A servizio della maternità sull’esempio di don Oreste


In occasione della Settimana del Diritto alla Famiglia, Abbiamo incontrato, Enrico masini, animatore generale del Servizio Maternità Difficile e Vita dell’Associazione Comunità Papa Giovanni XXIII, per capire come la società può custodire la vita.

Qual è il rapporto che c’è tra famiglia, accoglienza e vita?
“Non vi è vita senza famiglia e non vi è famiglia senza la vita” (Dichiarazione di Buenos Aires 1999). È così che l’insostituibile complementarietà che uomo e donna realizzano nello scegliersi per sempre sono il fondamento non solo della famiglia ma della stessa società umana e della sua piena realizzazione. Quando marito e moglie si vogliono veramente bene non possono che volere il bene l’uno dell’altro e l’arrivo, anche inaspettato, di un figlio rappresenta sempre un dono, anche nelle situazioni più difficili.

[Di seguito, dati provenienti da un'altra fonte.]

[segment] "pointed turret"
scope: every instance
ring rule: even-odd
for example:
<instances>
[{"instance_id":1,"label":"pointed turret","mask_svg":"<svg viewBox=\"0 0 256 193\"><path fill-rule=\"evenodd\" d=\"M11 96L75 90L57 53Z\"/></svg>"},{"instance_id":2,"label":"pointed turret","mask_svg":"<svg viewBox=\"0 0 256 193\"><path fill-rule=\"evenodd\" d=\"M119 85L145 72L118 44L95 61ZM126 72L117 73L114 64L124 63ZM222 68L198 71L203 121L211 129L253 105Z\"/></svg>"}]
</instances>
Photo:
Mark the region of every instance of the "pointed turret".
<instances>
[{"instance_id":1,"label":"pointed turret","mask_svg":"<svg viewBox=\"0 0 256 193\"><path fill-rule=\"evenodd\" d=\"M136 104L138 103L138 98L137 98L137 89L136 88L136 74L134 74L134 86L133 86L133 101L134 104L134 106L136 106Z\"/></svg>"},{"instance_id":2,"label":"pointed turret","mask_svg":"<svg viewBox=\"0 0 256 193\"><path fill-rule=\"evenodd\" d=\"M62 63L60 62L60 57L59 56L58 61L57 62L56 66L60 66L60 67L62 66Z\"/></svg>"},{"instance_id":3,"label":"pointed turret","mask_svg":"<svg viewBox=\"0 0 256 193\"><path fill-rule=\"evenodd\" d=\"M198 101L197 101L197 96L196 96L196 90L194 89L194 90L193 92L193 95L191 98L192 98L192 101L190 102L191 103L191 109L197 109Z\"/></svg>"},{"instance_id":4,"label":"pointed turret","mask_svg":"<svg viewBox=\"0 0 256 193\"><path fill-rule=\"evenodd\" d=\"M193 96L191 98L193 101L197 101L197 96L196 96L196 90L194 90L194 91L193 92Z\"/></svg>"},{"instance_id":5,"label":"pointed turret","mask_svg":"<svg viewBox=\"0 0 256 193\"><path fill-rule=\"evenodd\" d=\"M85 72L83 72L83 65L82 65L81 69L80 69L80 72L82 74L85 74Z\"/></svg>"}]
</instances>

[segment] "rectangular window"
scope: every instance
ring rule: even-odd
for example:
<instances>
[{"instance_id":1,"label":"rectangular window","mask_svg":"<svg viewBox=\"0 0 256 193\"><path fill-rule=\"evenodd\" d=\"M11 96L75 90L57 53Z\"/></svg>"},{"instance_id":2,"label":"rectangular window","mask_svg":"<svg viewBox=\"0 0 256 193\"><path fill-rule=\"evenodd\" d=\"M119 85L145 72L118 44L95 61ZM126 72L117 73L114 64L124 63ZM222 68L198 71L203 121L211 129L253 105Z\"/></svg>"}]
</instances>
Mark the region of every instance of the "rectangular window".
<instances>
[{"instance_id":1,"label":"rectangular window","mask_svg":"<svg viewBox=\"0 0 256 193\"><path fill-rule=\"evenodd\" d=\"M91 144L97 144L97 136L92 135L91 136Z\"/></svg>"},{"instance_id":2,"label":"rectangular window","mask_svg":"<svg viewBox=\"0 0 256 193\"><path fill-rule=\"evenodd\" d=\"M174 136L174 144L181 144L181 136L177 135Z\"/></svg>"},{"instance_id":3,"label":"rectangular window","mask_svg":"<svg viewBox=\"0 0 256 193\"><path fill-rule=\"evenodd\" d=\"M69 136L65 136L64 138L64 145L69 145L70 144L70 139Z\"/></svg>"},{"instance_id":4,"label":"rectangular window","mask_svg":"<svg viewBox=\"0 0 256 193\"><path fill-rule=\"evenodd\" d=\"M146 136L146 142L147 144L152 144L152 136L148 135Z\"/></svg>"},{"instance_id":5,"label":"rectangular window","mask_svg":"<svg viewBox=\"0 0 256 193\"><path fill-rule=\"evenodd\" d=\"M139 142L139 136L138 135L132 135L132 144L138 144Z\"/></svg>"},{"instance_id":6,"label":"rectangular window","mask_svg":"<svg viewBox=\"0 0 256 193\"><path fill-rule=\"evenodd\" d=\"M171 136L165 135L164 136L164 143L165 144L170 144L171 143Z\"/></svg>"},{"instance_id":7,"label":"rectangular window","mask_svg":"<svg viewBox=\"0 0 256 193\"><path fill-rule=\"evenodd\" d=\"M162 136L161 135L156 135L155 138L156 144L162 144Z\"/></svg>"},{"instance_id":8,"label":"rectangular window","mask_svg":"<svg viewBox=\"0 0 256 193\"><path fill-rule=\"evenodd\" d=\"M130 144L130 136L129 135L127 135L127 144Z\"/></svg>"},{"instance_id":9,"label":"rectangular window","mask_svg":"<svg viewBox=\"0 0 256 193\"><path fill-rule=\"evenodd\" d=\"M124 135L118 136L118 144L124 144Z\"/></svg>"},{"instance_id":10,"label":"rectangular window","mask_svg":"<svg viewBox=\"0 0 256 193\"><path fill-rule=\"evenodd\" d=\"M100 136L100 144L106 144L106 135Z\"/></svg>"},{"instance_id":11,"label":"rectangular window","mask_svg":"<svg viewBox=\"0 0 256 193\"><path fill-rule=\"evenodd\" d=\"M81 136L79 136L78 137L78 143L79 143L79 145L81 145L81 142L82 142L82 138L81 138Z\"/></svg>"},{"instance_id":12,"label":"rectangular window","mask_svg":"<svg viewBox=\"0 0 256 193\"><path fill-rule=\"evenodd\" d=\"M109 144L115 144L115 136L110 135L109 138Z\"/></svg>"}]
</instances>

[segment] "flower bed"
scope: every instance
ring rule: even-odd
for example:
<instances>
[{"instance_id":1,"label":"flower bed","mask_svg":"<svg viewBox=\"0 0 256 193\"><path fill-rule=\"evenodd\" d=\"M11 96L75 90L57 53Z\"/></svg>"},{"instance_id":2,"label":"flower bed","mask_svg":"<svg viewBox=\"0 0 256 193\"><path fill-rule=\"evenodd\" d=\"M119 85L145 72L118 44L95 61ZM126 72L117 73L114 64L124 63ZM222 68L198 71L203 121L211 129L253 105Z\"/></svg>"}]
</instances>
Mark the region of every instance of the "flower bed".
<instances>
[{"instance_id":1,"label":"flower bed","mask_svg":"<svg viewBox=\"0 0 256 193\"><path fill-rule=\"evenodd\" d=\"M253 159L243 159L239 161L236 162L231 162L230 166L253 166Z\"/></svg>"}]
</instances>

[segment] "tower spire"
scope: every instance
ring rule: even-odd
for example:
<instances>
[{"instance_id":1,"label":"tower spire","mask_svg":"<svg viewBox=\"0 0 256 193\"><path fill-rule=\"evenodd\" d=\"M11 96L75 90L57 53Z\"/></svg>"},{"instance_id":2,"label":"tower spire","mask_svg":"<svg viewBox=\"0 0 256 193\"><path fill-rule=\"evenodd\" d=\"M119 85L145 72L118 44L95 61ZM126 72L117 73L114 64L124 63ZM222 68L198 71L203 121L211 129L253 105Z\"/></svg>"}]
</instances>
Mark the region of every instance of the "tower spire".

Quale fecondità genera l’accoglienza della vita?
Un amore vero, per definizione, non può essere chiuso in sé stesso. Porta frutti per sua natura. Quando avviene il concepimento di un nuovo figlio Dio stesso interviene per coronare l’incontro dei due con il dono più prezioso, quello della Vita. Il figlio non è mai proprietà dei genitori, sono semmai loro ad essere suoi. L’essere umano ha in sé stesso un valore assoluto e non in relazione al desiderio dei genitori di accoglierlo piuttosto che di rifiutarlo con l’aborto o di non riconoscerlo alla nascita.

E quando quest’ultima è difficile?
“Lo tieni?” Questa è la terribile domanda che spesso una donna incinta si sente rivolgere nei primi mesi di gravidanza. Le viene chiesto di scegliere fra la vita e la morte del proprio figlio, con la nmassima indifferenza, creando una frattura terribile fra quello che già lei vive come mamma e una società in cui si pensa solo per sé stessi. Quando una madre fa del male al proprio figlio già nato viene poi severamente condannata. Fino a poco prima che nasca viene addirittura incoraggiata a disfarsene appena ci siano problemi, grandi o piccoli, anche solo ipotetici. In nessun’altra fase della vita umana si è così esposti all’essere uccisi, nel silenzio generale, addirittura con l’impiego di risorse pubbliche di uno stato che si dice democratico.

Donne che ricorrono all’aborto, bambini abbandonati alla nascita, servizi sociali e protagonisti della filiera burocratica italiana. Che idea si è fatto?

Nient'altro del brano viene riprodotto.